Why I did not send it to NASS…
The ex-president said the implementation would have required alterations to the 1999 Constitution and other existing laws, noting that all these would have been impossible with the defection of Tambuwal and others.
“Such elaborate review couldn’t have been possible at the time because at the time the report was submitted in August 2014, we were on the verge of a general election.
“It is also important to point out that the Speaker of the House of Representatives, Aminu Tambuwal, who was a member of my party, the PDP, had already moved out with some members to the opposition.
“That meant a reasonable part of the National Assembly were already anti-government. When you know that the parliament is under that kind of situation, it would have been imprudent on my part to take such a document—which I consider crucial to our development yearning— to a parliament that will not give it due consideration,” Mr Jonathan said.

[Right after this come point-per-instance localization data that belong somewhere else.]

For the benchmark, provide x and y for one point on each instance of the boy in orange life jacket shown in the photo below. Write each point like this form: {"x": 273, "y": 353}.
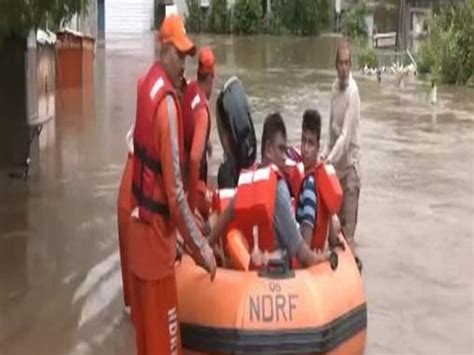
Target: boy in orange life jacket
{"x": 288, "y": 237}
{"x": 308, "y": 201}
{"x": 197, "y": 128}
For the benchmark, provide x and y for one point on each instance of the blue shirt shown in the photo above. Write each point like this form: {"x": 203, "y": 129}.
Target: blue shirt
{"x": 307, "y": 203}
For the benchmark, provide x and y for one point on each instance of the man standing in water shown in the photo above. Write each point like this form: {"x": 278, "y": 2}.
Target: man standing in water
{"x": 162, "y": 207}
{"x": 343, "y": 149}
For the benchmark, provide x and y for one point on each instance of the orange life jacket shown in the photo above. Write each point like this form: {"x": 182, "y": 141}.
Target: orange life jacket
{"x": 194, "y": 98}
{"x": 329, "y": 196}
{"x": 146, "y": 164}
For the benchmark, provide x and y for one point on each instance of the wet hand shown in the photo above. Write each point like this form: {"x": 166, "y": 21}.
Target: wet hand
{"x": 209, "y": 149}
{"x": 202, "y": 224}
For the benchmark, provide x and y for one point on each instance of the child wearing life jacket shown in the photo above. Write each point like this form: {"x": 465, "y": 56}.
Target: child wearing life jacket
{"x": 316, "y": 216}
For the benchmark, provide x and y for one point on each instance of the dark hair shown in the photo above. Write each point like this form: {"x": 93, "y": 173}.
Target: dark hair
{"x": 273, "y": 125}
{"x": 343, "y": 44}
{"x": 312, "y": 122}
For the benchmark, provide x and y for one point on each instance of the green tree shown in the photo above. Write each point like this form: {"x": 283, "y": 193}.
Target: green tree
{"x": 18, "y": 17}
{"x": 196, "y": 18}
{"x": 218, "y": 20}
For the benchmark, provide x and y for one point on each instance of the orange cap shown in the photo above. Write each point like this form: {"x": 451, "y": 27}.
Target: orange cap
{"x": 172, "y": 31}
{"x": 206, "y": 61}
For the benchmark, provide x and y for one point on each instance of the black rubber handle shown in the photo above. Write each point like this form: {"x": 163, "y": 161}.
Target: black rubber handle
{"x": 333, "y": 260}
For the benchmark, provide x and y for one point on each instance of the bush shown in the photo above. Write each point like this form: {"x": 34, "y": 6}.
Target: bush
{"x": 196, "y": 19}
{"x": 353, "y": 21}
{"x": 219, "y": 17}
{"x": 448, "y": 53}
{"x": 247, "y": 16}
{"x": 301, "y": 17}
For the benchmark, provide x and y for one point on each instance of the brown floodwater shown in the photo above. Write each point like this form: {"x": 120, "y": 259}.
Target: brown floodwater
{"x": 60, "y": 285}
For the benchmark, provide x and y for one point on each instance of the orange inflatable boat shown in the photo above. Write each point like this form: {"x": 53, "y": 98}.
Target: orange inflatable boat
{"x": 321, "y": 309}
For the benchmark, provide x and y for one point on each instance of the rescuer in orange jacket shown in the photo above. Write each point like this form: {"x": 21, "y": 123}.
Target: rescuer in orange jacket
{"x": 197, "y": 129}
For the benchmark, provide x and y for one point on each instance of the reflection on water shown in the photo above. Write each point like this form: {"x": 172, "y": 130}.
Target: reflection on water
{"x": 59, "y": 276}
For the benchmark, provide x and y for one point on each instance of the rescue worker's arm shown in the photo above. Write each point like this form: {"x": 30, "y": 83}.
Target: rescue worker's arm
{"x": 166, "y": 128}
{"x": 351, "y": 119}
{"x": 198, "y": 148}
{"x": 287, "y": 232}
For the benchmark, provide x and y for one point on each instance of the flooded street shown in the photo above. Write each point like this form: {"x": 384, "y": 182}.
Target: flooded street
{"x": 60, "y": 283}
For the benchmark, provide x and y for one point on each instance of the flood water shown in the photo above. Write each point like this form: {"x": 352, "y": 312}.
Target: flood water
{"x": 60, "y": 285}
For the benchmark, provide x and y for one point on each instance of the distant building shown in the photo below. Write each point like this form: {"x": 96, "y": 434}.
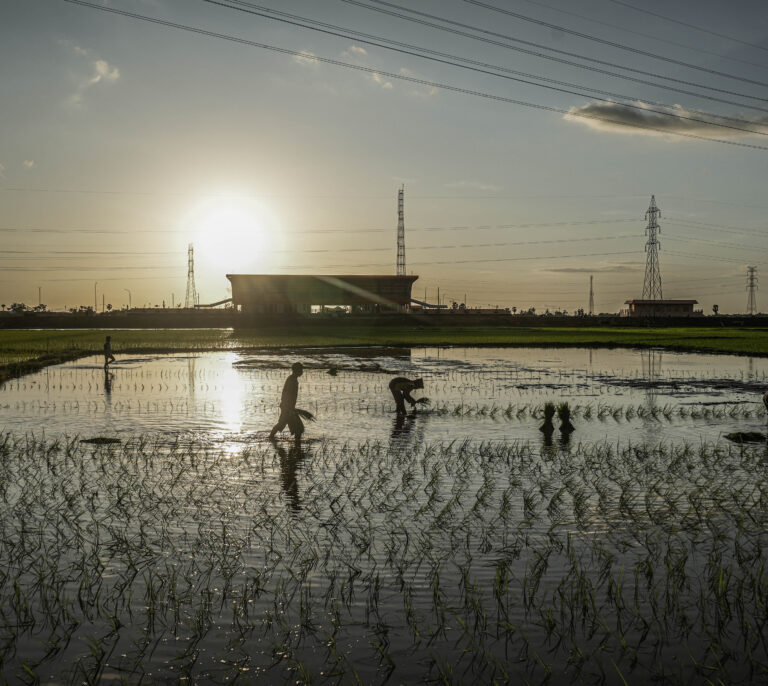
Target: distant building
{"x": 287, "y": 293}
{"x": 661, "y": 308}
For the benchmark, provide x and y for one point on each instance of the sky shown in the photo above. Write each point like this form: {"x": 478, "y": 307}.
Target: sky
{"x": 528, "y": 135}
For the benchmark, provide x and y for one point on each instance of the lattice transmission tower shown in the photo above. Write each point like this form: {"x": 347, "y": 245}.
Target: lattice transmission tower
{"x": 751, "y": 288}
{"x": 192, "y": 298}
{"x": 652, "y": 281}
{"x": 401, "y": 232}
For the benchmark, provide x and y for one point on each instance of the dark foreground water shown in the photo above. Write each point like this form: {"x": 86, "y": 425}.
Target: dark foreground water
{"x": 460, "y": 546}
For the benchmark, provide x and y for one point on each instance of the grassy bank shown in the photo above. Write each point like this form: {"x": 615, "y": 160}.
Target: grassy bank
{"x": 25, "y": 351}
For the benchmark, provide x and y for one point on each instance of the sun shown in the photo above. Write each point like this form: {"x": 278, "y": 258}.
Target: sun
{"x": 233, "y": 235}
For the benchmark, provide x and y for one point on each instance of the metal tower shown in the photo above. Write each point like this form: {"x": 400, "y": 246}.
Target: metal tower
{"x": 192, "y": 298}
{"x": 400, "y": 232}
{"x": 652, "y": 282}
{"x": 751, "y": 288}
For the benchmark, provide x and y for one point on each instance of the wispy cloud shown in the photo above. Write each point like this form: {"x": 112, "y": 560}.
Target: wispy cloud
{"x": 101, "y": 71}
{"x": 381, "y": 81}
{"x": 618, "y": 118}
{"x": 354, "y": 51}
{"x": 418, "y": 89}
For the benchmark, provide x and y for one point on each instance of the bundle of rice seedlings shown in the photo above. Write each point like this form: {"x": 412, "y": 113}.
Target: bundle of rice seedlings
{"x": 564, "y": 415}
{"x": 549, "y": 412}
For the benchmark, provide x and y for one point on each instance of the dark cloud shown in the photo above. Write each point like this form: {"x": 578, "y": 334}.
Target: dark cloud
{"x": 641, "y": 119}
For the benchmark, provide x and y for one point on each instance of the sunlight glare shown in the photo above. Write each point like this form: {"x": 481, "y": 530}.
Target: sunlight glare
{"x": 233, "y": 235}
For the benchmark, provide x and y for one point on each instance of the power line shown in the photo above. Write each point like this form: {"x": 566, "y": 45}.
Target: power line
{"x": 690, "y": 26}
{"x": 477, "y": 66}
{"x": 645, "y": 35}
{"x": 481, "y": 227}
{"x": 612, "y": 44}
{"x": 403, "y": 77}
{"x": 491, "y": 41}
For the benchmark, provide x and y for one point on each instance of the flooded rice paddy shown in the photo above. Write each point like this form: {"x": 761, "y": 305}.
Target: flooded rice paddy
{"x": 459, "y": 545}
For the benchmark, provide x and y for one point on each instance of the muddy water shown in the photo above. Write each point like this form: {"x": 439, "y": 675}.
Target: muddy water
{"x": 458, "y": 547}
{"x": 480, "y": 394}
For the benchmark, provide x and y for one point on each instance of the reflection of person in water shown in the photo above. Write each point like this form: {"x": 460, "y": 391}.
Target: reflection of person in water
{"x": 401, "y": 391}
{"x": 108, "y": 356}
{"x": 402, "y": 426}
{"x": 289, "y": 462}
{"x": 288, "y": 416}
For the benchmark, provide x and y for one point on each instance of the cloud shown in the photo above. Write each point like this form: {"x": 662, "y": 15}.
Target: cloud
{"x": 306, "y": 59}
{"x": 473, "y": 185}
{"x": 101, "y": 71}
{"x": 354, "y": 51}
{"x": 617, "y": 118}
{"x": 416, "y": 88}
{"x": 380, "y": 80}
{"x": 605, "y": 269}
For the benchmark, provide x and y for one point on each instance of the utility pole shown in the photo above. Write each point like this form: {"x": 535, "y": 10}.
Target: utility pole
{"x": 751, "y": 288}
{"x": 191, "y": 298}
{"x": 652, "y": 282}
{"x": 401, "y": 232}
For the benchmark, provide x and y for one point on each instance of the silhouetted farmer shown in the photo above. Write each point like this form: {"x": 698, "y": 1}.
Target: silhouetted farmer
{"x": 401, "y": 391}
{"x": 288, "y": 416}
{"x": 108, "y": 356}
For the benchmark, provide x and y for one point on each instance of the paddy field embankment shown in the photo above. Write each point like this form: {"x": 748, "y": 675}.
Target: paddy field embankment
{"x": 23, "y": 351}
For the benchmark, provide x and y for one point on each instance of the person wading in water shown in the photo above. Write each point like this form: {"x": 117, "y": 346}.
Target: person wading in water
{"x": 401, "y": 391}
{"x": 108, "y": 356}
{"x": 288, "y": 415}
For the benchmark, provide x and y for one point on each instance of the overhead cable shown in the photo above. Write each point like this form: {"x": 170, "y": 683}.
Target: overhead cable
{"x": 478, "y": 66}
{"x": 504, "y": 37}
{"x": 613, "y": 44}
{"x": 688, "y": 25}
{"x": 409, "y": 79}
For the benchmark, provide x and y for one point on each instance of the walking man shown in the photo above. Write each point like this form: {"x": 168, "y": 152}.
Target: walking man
{"x": 401, "y": 391}
{"x": 288, "y": 415}
{"x": 108, "y": 356}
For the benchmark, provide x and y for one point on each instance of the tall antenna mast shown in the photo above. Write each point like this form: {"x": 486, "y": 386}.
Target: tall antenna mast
{"x": 192, "y": 298}
{"x": 751, "y": 288}
{"x": 652, "y": 282}
{"x": 400, "y": 232}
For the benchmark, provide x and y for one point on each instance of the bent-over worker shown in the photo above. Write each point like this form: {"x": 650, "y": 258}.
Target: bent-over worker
{"x": 401, "y": 391}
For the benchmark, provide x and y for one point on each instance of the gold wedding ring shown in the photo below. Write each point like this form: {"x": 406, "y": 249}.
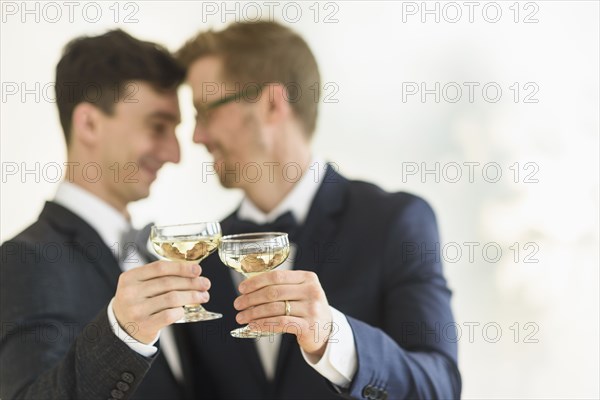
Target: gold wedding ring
{"x": 288, "y": 308}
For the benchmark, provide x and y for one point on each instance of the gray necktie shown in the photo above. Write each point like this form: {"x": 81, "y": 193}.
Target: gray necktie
{"x": 133, "y": 248}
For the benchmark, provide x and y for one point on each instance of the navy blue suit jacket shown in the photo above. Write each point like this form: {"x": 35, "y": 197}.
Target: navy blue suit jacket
{"x": 372, "y": 251}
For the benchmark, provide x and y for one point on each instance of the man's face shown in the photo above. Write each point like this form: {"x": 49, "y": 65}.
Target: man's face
{"x": 137, "y": 140}
{"x": 231, "y": 132}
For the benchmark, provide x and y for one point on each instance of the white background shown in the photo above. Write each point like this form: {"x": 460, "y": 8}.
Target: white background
{"x": 547, "y": 310}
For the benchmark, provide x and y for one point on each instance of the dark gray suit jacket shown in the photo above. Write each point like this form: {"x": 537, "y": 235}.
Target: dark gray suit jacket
{"x": 56, "y": 280}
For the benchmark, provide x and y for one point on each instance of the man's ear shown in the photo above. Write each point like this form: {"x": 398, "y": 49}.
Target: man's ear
{"x": 277, "y": 106}
{"x": 86, "y": 121}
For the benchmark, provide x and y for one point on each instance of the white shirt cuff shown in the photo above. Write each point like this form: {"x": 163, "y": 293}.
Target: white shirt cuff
{"x": 339, "y": 362}
{"x": 146, "y": 350}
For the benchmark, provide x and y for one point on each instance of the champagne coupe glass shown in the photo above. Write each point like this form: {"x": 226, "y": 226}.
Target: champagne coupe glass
{"x": 251, "y": 254}
{"x": 188, "y": 242}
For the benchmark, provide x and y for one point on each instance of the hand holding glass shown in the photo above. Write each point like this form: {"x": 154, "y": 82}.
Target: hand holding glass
{"x": 251, "y": 254}
{"x": 188, "y": 242}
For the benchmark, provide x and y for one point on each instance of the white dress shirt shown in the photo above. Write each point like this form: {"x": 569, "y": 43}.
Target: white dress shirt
{"x": 339, "y": 362}
{"x": 111, "y": 226}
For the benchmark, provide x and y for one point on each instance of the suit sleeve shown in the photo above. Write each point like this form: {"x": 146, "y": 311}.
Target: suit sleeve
{"x": 45, "y": 351}
{"x": 414, "y": 353}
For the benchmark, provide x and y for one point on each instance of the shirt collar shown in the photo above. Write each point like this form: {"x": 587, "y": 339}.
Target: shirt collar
{"x": 298, "y": 200}
{"x": 105, "y": 219}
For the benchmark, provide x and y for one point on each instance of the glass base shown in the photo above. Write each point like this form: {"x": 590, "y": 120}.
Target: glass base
{"x": 246, "y": 333}
{"x": 197, "y": 313}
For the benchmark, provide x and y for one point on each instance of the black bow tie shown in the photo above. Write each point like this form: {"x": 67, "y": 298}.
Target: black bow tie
{"x": 284, "y": 223}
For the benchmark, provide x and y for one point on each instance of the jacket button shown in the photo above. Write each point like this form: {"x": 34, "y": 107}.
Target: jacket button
{"x": 128, "y": 377}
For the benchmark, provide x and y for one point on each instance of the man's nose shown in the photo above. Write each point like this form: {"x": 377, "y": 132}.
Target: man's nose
{"x": 200, "y": 134}
{"x": 169, "y": 149}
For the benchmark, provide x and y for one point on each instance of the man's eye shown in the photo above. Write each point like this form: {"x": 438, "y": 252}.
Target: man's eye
{"x": 159, "y": 128}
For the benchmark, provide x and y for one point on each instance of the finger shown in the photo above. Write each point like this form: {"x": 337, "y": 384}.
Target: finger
{"x": 166, "y": 317}
{"x": 165, "y": 284}
{"x": 273, "y": 310}
{"x": 294, "y": 325}
{"x": 277, "y": 277}
{"x": 269, "y": 294}
{"x": 174, "y": 299}
{"x": 166, "y": 268}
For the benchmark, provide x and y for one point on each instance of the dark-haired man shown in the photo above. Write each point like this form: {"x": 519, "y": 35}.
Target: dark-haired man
{"x": 371, "y": 318}
{"x": 81, "y": 320}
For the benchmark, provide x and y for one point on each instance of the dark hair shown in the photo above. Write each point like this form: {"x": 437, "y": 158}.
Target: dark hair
{"x": 260, "y": 53}
{"x": 97, "y": 70}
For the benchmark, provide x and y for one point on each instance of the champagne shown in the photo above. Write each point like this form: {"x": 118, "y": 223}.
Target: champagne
{"x": 191, "y": 248}
{"x": 254, "y": 263}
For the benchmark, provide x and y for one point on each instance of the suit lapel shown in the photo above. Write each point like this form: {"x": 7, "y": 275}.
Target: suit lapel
{"x": 315, "y": 241}
{"x": 85, "y": 239}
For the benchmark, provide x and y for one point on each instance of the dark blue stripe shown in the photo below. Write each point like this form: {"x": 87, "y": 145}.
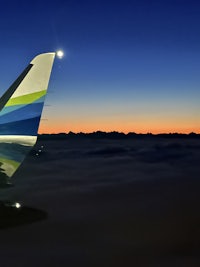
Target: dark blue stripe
{"x": 23, "y": 113}
{"x": 24, "y": 127}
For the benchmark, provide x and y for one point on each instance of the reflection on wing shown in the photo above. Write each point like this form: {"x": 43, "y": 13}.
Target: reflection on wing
{"x": 20, "y": 112}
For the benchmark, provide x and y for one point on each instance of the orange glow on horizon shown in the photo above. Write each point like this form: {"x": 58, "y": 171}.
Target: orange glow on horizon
{"x": 93, "y": 127}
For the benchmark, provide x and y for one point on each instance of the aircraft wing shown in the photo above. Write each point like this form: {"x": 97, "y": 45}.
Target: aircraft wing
{"x": 20, "y": 112}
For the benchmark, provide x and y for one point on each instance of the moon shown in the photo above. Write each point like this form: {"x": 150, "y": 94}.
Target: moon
{"x": 60, "y": 54}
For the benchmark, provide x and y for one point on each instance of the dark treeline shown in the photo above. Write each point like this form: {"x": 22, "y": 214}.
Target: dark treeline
{"x": 115, "y": 135}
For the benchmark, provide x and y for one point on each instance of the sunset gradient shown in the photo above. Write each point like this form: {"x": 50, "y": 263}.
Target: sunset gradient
{"x": 129, "y": 66}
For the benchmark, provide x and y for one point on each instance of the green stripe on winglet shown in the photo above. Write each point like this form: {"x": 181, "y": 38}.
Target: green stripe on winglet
{"x": 25, "y": 99}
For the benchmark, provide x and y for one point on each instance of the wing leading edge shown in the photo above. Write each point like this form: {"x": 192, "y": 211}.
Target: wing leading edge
{"x": 20, "y": 112}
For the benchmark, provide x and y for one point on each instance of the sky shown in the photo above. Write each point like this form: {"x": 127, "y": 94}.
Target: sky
{"x": 129, "y": 66}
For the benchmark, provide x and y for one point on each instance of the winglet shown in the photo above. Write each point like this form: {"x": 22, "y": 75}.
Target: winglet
{"x": 20, "y": 112}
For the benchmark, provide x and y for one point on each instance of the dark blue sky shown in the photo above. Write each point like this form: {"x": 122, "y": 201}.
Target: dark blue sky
{"x": 128, "y": 65}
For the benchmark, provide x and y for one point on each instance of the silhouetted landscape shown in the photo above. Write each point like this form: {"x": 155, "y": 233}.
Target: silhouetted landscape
{"x": 111, "y": 200}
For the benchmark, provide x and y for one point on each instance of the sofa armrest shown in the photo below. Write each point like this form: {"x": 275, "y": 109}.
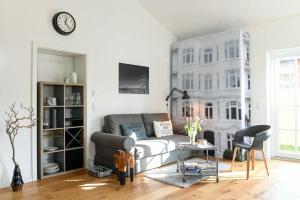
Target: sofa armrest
{"x": 106, "y": 145}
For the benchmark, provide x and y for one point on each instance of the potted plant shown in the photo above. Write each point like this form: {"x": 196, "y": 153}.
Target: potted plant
{"x": 227, "y": 154}
{"x": 14, "y": 122}
{"x": 193, "y": 125}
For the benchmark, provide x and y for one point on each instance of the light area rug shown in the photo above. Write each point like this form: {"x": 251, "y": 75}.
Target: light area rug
{"x": 168, "y": 174}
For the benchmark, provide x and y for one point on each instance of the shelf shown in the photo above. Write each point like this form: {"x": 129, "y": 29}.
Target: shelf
{"x": 53, "y": 106}
{"x": 74, "y": 106}
{"x": 53, "y": 129}
{"x": 71, "y": 127}
{"x": 61, "y": 126}
{"x": 56, "y": 151}
{"x": 74, "y": 148}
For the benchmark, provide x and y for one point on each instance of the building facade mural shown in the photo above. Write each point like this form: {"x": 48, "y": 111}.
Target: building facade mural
{"x": 215, "y": 71}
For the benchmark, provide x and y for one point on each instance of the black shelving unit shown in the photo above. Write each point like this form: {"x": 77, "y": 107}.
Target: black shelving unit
{"x": 61, "y": 134}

He added that Nigerians were already suspicious of the actions of the government, hence it would not be prudent to embark on the implementation of the conference recommendations.
‘We were also aware that for the segment of our population that was already suspicious of the action of government, our actions could have been misread, especially against the backdrop of the ECOWAS protocol on Constitution reforms, which states that no substantial alterations to electoral laws of member states in the last six months before elections.
Jonathan said he believed he was going to win the 2015 general elections and thereafter implement the recommendations.
“When I contested the 2015 elections, my expectation was that I would win a second term within which period I would have worked for the implementation of that report. I felt that within the four years mandate, the first two years would have been dedicated to implementing a reasonable part of the recommendations,” he said.
In his remarks at the event, Ita Enang, a former aide to President Muhammadu Buhari, said he pushed for the implementation of the recommendations but that the current administration refused to act.
According to him, he sent a memo to the Minister of Special Duties, George Akume, but no action was taken.
Mr Enang, who was a senator at the time, said the security challenges facing the country now are direr than the situation in 2014.
Sam Akpe, a co-author, in his remarks, said the 633-page book is an inside account of the intrigues that played out in the course of the deliberations.